И они оба усмехнулись.
Не будь супруга слишком занята дракою соседних петухов, она непременно обернулась бы на смех своего сожителя, — и горе было бы ему! Но внимание грозной сожительницы было до такой степени поглощено петушиной дракой, что она в праздном своем любопытстве не заметила даже другого, еще более важного явления. Оглянувшись влево, она увидела бы неподалеку от своего дома шедшего скорыми шагами мужчину с загорелым мужественным лицом, с черной красивой бородой, — мужчину, которого никто прежде не видал в Струнниковом переулке и который, значит, представлял интерес совершенной новости. Незнакомец поглядывал в ворота, кивал головой детям, окликал по имени лохматых собак, покоившихся посреди улицы. Завидев дом бывшей девицы Кривоноговой, он кинулся к нему чуть не бегом, оглядел нижний этаж, приподнял шляпу и спросил взволнованным голосом:
— Не знаете ли, куда переехал башмачник?
— Немец? — спросила Доможирова, пристально разглядывая его.
— Да! — отвечал он.
— А вот… видите, немного подальше… кривой домишко.
И она указала своим массивным пальцем вдаль.
— А не знаете ли, где живет Климова?
— Климова? Палагея Петровна?
Чернобородый господин кивнул головой.
— А кто ее знает, где она таскается!
Господин быстро пошел прочь.
— Да на что вам? — кричала вслед ему госпожа Доможирова. — Вернитесь.
Но он не вернулся и медленно шел своей дорогой, глубоко задумавшись.
Изгнанный девицей Кривоноговой, башмачник поселился в кривом доме, принадлежавшем малолетним наследникам. Домишко долго стоял пустой; и точно, нужно было слишком много отважности или слишком мало денег, чтоб поселиться в нем, презрев явную опасность погибнуть под его развалинами. Но опекуны назначили самую низкую цену, и башмачник, дела которого были сильно расстроены продолжительной болезнью, решился нанять его. Обитаемы были только кухня да небольшая комната, а другую комнату так перекосило, что ходить надобно было чуть не по стене, а пол превратился в крутую гору.

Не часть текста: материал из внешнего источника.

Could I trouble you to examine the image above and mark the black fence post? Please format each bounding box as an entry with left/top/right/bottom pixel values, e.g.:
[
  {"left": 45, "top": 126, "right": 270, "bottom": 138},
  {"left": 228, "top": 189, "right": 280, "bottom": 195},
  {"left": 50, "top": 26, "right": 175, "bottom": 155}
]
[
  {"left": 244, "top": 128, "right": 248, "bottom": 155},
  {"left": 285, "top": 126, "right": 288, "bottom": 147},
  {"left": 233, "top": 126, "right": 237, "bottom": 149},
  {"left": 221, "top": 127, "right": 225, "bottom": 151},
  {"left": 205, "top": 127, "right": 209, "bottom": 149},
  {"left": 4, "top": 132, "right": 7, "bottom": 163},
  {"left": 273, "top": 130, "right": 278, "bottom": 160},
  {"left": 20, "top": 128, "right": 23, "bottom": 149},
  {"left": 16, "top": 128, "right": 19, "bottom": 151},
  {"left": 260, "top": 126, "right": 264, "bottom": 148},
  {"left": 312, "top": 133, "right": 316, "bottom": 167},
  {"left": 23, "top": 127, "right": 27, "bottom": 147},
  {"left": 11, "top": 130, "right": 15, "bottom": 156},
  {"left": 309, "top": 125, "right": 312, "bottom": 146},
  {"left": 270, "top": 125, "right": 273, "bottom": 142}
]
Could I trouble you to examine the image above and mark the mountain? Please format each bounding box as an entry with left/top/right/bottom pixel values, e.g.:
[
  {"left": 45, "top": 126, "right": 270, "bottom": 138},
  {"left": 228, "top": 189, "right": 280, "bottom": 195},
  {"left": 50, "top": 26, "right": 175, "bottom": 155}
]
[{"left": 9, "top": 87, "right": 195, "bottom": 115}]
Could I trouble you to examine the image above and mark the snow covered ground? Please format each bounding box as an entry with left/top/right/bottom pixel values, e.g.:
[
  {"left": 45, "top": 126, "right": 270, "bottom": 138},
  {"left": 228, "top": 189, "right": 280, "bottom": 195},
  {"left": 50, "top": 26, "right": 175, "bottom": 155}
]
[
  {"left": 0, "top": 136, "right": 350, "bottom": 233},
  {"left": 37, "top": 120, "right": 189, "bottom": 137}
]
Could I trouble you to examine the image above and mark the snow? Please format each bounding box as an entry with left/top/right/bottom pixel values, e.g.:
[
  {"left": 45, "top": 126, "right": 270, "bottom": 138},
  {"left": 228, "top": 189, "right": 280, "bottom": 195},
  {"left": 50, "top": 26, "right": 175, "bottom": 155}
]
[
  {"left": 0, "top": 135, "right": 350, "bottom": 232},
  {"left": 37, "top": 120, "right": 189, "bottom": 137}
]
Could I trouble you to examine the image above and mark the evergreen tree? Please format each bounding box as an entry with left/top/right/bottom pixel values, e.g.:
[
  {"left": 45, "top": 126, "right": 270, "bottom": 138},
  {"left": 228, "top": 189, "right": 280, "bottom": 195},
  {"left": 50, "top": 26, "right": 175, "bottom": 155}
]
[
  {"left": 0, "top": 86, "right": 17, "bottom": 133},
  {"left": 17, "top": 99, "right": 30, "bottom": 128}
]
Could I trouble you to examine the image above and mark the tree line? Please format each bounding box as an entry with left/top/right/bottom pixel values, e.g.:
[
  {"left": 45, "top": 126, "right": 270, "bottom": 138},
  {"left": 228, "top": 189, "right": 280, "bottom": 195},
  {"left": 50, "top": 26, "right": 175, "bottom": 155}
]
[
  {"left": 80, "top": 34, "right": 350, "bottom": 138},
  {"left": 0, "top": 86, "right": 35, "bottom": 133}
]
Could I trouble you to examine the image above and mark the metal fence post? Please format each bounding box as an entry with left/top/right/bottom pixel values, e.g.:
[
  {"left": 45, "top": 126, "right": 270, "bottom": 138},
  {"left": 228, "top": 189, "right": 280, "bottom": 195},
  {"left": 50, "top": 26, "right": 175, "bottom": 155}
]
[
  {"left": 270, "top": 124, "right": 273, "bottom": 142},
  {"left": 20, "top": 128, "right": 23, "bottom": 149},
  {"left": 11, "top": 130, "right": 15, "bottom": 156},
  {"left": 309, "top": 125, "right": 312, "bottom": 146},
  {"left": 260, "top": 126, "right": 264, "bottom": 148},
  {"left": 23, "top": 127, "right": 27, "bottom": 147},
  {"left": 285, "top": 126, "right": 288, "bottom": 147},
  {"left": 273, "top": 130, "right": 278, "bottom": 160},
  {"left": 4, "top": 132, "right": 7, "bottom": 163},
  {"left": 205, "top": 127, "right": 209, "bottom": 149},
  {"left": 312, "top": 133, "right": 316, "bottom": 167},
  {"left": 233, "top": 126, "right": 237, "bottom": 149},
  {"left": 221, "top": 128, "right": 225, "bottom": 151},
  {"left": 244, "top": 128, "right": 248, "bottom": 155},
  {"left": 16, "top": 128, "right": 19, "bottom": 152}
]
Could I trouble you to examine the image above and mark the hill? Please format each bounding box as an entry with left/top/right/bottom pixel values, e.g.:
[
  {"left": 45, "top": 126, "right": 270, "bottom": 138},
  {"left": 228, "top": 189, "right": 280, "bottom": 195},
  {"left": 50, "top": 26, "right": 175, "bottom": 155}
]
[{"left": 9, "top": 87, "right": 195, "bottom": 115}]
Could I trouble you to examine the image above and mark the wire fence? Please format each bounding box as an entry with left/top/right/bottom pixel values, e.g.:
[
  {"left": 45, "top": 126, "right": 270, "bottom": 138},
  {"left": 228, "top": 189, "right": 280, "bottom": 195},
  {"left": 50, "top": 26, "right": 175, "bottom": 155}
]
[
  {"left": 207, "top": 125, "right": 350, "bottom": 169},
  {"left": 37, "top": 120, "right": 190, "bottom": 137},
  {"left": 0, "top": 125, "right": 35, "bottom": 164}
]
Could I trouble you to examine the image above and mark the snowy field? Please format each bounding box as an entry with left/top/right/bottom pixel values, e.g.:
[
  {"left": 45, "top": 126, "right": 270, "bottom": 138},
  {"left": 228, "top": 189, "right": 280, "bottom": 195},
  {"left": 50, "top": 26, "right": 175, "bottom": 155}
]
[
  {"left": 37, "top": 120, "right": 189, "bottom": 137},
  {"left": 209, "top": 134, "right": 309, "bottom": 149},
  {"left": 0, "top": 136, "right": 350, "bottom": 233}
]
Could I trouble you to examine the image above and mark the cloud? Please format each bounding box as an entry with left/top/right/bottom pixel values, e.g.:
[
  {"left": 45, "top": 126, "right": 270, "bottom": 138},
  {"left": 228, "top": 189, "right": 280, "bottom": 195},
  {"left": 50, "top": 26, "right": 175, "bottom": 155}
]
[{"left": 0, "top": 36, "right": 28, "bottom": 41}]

В мрачной кухне с огромной неуклюжей печкой сидело на полу двое маленьких детей, у кровати, на которой лежала больная женщина, закутанная в платок и изношенный ватный капот. Карл Иваныч, с лицом испитым и печальным, расхаживал по кухне, укачивая на руках шестимесячного ребенка, и пел немецкую песню, вероятно с целью заглушить болезненные и слабые крики ребенка. Лицо башмачника так изменилось, что он казался вдвое старее своих лет. Его кроткие глаза выражали тупое страдание. За писком детей и собственным пением башмачник не вдруг заметил появление чернобородого мужчины, который, отворив дверь, стоял на пороге, как ошеломленный.
— Кого вам угодно?! — спросил башмачник, наконец, заметив гостя и продолжая укачивать ребенка, который закричал сильнее прежнего.
Гость не отвечал. Он внимательно оглядывал детей, больную женщину, слегка приподнявшуюся посмотреть вошедшего, и, наконец, остановил долгий взгляд на бледном лице башмачника.